Hope blooms at CTU despite vocations drop
National Catholic Reporter, Feb 20, 1998 by Tim Unsworth
"Don't equate numbers with family," Brink cautioned. "It's not about numbers. It's about what makes me want to get up an hour and a half early to pray."
It's witness that counts
David Donnay will be ordained in 2000 as a priest of the Canons Regular of the Order of the Holy Cross, best known as Crosier Fathers, an order with 503 members worldwide, 330 of whom are ordained. Donnay is 28 and a former chef and youth minister from Wadena, Minn.
"I have a hard time understanding how it was," he said. "And I would have an even harder time doing what I'm doing if I weren't optimistic. But I'm more concerned with the attractiveness of our witness than about numbers."
At 38, Joyalito Tajoners, a native of the Philippines, who has lived in the U.S. since 1982, hopes to be ordained as a Maryknoll Father in 2002. Maryknoll ordained only two this past year but, according to Tajoners, some 16 to 20 lay missionaries enter each year to join other lay people, some of whom had joined for a year and have remained for 20 or 25 years. Maryknoll's associates program has been in existence for some 40 years and is now being adopted by many congregations.

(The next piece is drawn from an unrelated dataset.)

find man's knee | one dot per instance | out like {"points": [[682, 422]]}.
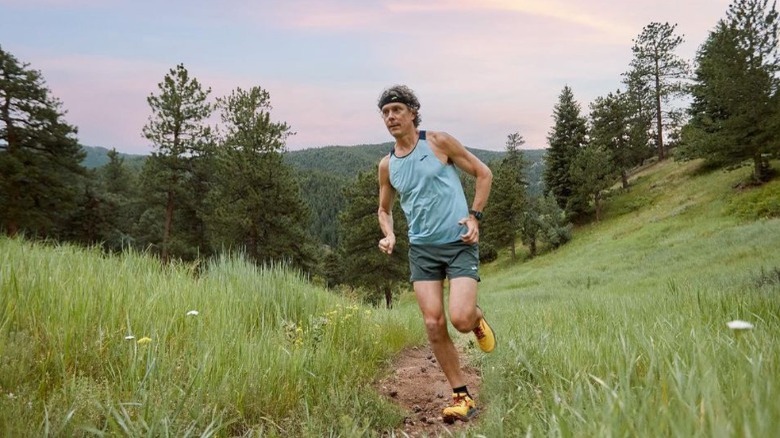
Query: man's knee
{"points": [[436, 327], [464, 321]]}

"We are learning to realize the gifts of the non-ordained," said Joyalito, who grew up in the Philippines where huge parishes often had only one priest and the laity did the bulk of the work.
More than half of the Maryknollers in training are non-Caucasian. The Society of the Divine Word and the Viatorians also maintain their strength by welcoming candidates from the countries in which they serve. "We must be realistic," Tajoners said. "[The United States] has more priests than it needs. It only has to increase participation by deacons and laity. Chicago, with only 2.4 million Catholics, alone has more priests than Manila, which has 7.5 million Catholics."

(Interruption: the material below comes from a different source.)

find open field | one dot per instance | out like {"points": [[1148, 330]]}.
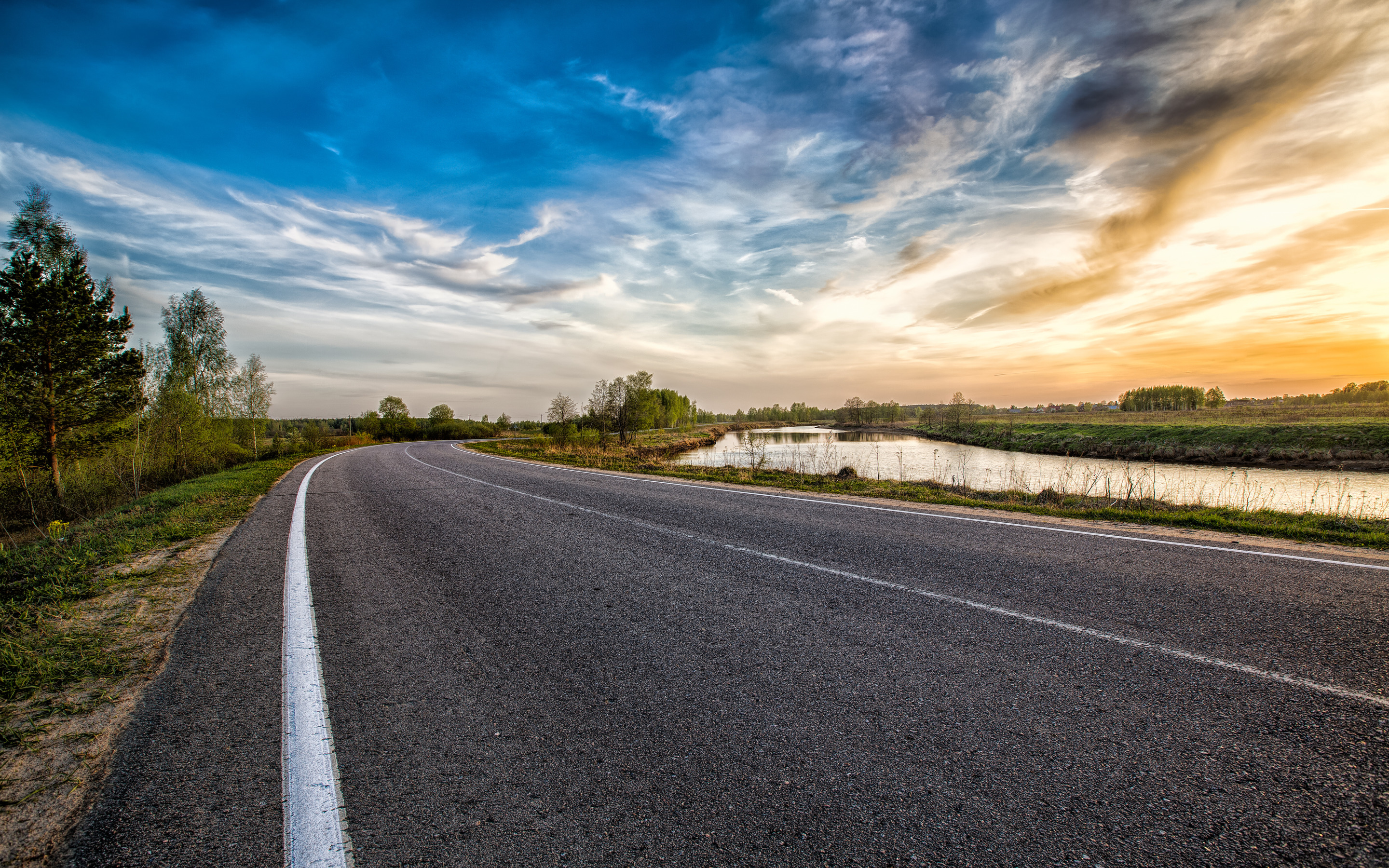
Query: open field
{"points": [[1349, 438], [648, 457]]}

Jozef Timmers, a Dutch-American seminarian and attorney from Kaukauna, Wis., agrees. He cited a Chicago parish with three priests that baptized three children last year. Timmers, who spent six years in Panama as a Capuchin brother, now finds his theologate education more challenging than law school.
"We're now more of a community than an institution," he said. "And there will be new forms of community, and life will grow."
The Capuchins are attempting to find trace marks of their original charism by emphasizing their role as brothers. Timmers will be a Capuchin priest, but his community life will bear the benchmark of brotherhood.
`I was seeking God'
Benedictine Sr. Molly Blackwell entered Mount St. Scholastica's, a Benedictine monastery in 1985. "I was seeking God in the context of a community," she said. "It was a good fit."
Blackwell's monastery is big. There are 230 in the community with an average age of 67 and only 10 sisters in their 30s.
"But I see hope in the fact that we're getting smaller even as we get into different ministries," Blackwell said. "We're trying to stick together, even as we move toward God.
"Frankly," she added with a smile. "I don't know any other way to live."